そんな八尾はよくオレを見ては睨んでいる。
何かしただろうかと、高1の時から思い続けて早1年と半年が過ぎた。優冴にも相談したけれど「考えずぎ、気にしなくていいよ」と言われ気に掛けないようにしていた。けれど、こうして目が合ってしまえばやっぱり気になる。
八尾とは喋ったことがない。これからも喋ることはないのだろうと、八尾から目を離し、机の上に視線を戻す。

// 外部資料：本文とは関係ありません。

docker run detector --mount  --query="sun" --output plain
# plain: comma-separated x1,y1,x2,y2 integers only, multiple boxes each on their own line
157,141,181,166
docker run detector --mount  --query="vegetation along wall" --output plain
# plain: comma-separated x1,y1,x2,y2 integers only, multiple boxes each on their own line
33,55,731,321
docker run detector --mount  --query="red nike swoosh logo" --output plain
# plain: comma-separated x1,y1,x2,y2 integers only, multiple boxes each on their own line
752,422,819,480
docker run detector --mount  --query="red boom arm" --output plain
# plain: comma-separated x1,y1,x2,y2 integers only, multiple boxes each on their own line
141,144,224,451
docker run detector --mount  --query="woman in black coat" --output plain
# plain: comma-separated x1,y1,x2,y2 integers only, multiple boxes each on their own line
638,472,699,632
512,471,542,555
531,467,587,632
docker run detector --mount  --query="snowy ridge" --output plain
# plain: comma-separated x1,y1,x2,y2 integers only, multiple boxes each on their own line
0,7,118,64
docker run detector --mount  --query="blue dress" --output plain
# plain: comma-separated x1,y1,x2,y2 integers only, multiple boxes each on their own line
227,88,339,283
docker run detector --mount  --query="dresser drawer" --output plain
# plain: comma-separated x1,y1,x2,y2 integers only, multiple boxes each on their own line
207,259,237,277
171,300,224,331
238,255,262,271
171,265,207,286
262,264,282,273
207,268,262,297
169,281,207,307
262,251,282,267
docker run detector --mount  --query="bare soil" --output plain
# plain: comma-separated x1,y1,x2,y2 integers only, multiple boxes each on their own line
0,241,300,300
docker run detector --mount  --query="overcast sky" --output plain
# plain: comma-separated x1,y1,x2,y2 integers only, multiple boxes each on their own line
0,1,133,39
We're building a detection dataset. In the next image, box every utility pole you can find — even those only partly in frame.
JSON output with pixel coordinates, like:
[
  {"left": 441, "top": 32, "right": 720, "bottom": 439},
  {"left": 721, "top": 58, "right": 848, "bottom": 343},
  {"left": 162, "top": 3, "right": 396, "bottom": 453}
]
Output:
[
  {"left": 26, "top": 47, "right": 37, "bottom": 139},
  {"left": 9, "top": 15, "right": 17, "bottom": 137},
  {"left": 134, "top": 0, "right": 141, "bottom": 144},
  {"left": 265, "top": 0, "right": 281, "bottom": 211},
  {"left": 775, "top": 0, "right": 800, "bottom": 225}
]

今日もいつも通り授業が始まり、いつも通りの一日が過ぎていく。
「英語のノート持って行くんで、教卓の上に置いてくださーい」
今日が日直のオレは、教卓の上に提出されたノートを預かり、教室を出て廊下を真っ直ぐ進む。階段を下っていると背後から妙な気配を感じた。
やっぱり優冴に着いてきてもらえばよかったと反省しつつ、小走りになる。すると、後ろのヤツもオレを追いかけ、走りだした。
階段を下りた瞬間殴られる覚悟を決め、後ろを振り返る。急に止まって後ろに振り返ったせいで、
「おい、なに……ぶわっ!?」
小走りでオレの後ろを歩いて来ていた人とぶつかった。目を見開くと八尾が立っている。
ここには八尾のノートもある。
……オレ、殺されるんだろうか。